Iklan - Scroll untuk Melanjutkan
Baca artikel IDN Times lainnya di IDN App
Starlink
Starlink (starlink.com)

Intinya sih...

  • Kecepatan Starlink menurun drastis dalam setahun

  • FWA unggul dibandingkan Starlink dalam kualitas koneksi

  • Starlink menunjukkan performa unggul di wilayah Indonesia Timur

Disclaimer: This summary was created using Artificial Intelligence (AI)

Sebagaimana diketahui, Starlink resmi masuk ke Indonesia pada Mei 2024. Artinya, sudah lebih dari satu tahun Starlink beroperasi di Tanah Air. Elon Musk menjanjikan akan membawa konektivitas ke wilayah yang masih sulit terjangkau internet. Sayangnya, performa Starlink di Indonesia menunjukkan hasil yang jauh berbeda dari ekspektasi awal.

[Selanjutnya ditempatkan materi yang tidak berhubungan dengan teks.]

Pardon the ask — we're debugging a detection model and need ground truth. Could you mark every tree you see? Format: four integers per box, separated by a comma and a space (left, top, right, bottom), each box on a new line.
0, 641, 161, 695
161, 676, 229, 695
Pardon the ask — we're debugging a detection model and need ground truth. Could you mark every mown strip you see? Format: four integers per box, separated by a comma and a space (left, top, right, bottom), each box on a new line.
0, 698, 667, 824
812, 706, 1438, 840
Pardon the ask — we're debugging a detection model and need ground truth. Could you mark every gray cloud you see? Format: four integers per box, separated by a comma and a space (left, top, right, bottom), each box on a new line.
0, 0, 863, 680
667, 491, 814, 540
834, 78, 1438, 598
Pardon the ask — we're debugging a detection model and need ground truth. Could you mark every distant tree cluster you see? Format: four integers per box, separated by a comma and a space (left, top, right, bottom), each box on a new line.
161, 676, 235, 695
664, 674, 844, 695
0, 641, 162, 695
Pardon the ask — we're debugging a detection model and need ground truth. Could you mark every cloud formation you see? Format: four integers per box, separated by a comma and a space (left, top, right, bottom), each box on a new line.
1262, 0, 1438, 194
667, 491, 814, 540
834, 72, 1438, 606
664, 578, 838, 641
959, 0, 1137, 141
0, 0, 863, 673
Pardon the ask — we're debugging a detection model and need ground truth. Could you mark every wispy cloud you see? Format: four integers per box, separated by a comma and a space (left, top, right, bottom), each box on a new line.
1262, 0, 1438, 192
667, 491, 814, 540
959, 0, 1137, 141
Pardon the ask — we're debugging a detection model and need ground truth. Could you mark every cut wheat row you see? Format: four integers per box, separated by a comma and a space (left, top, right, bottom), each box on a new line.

Dalam laporan Opensignal bertajuk "Starlink In Indonesia - One year on" yang ditulis oleh Robert Wyrzykowski pada 8 Oktober 2025, permasalahan konektivitas di Indonesia tidak bisa dipecahkan oleh satu solusi tunggal. Pemerintah mendorong agenda digitalisasi yang lebih luas, rendahnya penetrasi broadband, dan biaya pembangunan infrastruktur di daerah 3T masih menjadi kendala utama. Untuk menjembatani kesenjangan antara daerah perkotaan dan pedesaan, pemerintah mulai mengandalkan teknologi alternatif seperti Fixed Wireless Access (FWA) yang dinilai lebih fleksibel untuk wilayah perkotaan dan semi-urban. Seperti apa rapor Starlink selama satu tahun beroperasi di Indonesia? Berikut hasilnya!

1. Perbandingan kecepatan starlink ketika diluncurkan pertama kali dan saat ini

laporan Opensignal terkait kecepatan FWA yang mengungguli Starlink dalam beberapa indikator (opensignal.com)

Temuan Opensignal menunjukkan bahwa terdapat perbedaan antara kecepatan starlink saat diluncurkan pertama kali dan saat ini. Ketika masuk ke Indonesia pada Mei 2024, Starlink menawarkan rata-rata kecepatan unduh sebesar 42 Mbps dan unggah sebesar 10,5 Mbps. Kedua capaian angka ini cukup mengesankan bagi pengguna di luar jangkauan fiber atau 4G.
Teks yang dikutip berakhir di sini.